Que ce souffle soit brise ou se fasse ouragan, il ne cesse d’être en mouvement. Parce que la vie est mouvement, parcer qu’elle nous invite sans cesse à passer d’un état à un autre.
La vie humaine est bipolaire par nature et, effectivement, nous vivons tout au long de notre vie l’alternance du souffle divin dans tous les domaines de notre existence. Il suffit de l’observer pour s’en convaincre aisément : jour/nuit, ordre/chaos, action/repos, plein/vide, anorexie-refus de recevoir la vie/ boulimie-illusions de complétude, marée haute/marée basse, inspiration/ expiration, diastole/ systole, stress et surpression/ dépression, joie/tristesse, extase/enstase, naissance/mort, mort/renaissance, séparation/ réunion, masculin/ féminin, dehors/ dedans, parole/silence, doute/foi …

Nous devons donc fonctionner dans cette dualité, même si nous sommes programmés pour le retour à l’unité.
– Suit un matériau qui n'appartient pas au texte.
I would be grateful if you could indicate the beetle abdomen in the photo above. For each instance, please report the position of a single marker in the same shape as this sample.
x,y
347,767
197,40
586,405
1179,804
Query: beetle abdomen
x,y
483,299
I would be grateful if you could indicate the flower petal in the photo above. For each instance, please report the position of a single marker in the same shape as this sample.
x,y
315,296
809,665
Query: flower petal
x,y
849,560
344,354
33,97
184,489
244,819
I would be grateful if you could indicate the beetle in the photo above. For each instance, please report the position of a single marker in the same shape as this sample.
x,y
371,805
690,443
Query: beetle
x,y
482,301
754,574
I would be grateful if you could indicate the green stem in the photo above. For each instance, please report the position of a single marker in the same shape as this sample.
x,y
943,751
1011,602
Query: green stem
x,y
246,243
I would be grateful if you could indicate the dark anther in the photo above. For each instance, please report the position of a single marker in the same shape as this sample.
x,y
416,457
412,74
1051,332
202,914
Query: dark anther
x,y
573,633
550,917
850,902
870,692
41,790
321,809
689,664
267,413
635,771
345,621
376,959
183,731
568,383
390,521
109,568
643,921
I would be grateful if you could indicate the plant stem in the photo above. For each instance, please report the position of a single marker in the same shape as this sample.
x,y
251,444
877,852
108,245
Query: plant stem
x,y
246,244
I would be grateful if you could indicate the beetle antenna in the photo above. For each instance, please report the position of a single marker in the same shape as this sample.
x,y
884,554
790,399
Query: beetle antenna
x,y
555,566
Notre corps ne porte-t-il pas le symbolisme de ce voyage en nous prêtant deux pieds et deux mains pour avancer et agir, mais une seule tête pour penser et un seul coeur pour aimer ? Tête et coeur physiques assument le paradoxe en acceptant même leur dualité intrinsèque : un cerveau droit pour le non-verbal, l’intuition, le diffus, le fonctionnement transpersonnel hors-espace temps, et un cerveau gauche pour le verbal, l’analyse rationnelle, la précision, la gestion du temps ; un coeur droit pour pomper vers les poumons un sang chargé de gaz carbonique, et un coeur gauche pour envoyer le sang fraîchement oxygéné vers les dizaines de milliers de milliards de cellules qui constituent notre corps physique.

N’est-il pas merveilleux que dans la langue française le mot inspiration désigne à la fois le mouvement d’entrée dans la vie et l’élément moteur de la création artistique? Serait-ce encore un coup du vivant pour nous épater ? Il semblerait bien que ce soit le cas lorsqu’on lit la Genèse … Et n’est-il pas tout aussi merveilleux de constater que le mot expiration désigne le mouvement de sortie de la vie, le dernier souffle rendu (à qui ?) et désigne également l’élément freinant de la création et de l’action, puisqu’il accompagne le mouvement de relâchement, d’abandon, de détente ? Le diaphragme, muscle essentiel de la respiration, ne fait-il pas l’unité entre les énergies du bas du corps, sexuelles, reproductrices, digestives, instinctives, et les énergies plus subtiles du haut du corps qui sont affectives, liées à la communication, à l’expression, à l’intuition ?
Il semble que nous soyons fabriqués pour ce paradoxe unité/dualité à partir de cet Innommable que nous voulons à tout prix nommer et que nous appelons Dieu, la Vie, l’Amour, la Conscience Absolue, ou l’Esprit Universel, pour ne citer que quelques noms. Il paraît impossible, et inutile, d’énumérer tous les noms qui correspondent au besoin si humain de nommer le Créateur de l’Univers. L’homme paradoxal va même jusqu’à Lui donner pour nom «Celui qui est au-dessus de tout nom». Et ne mesure-t-on pas la maturité et la sagesse spirituelle à la capacité d’accepter et d’intégrer les paradoxes ?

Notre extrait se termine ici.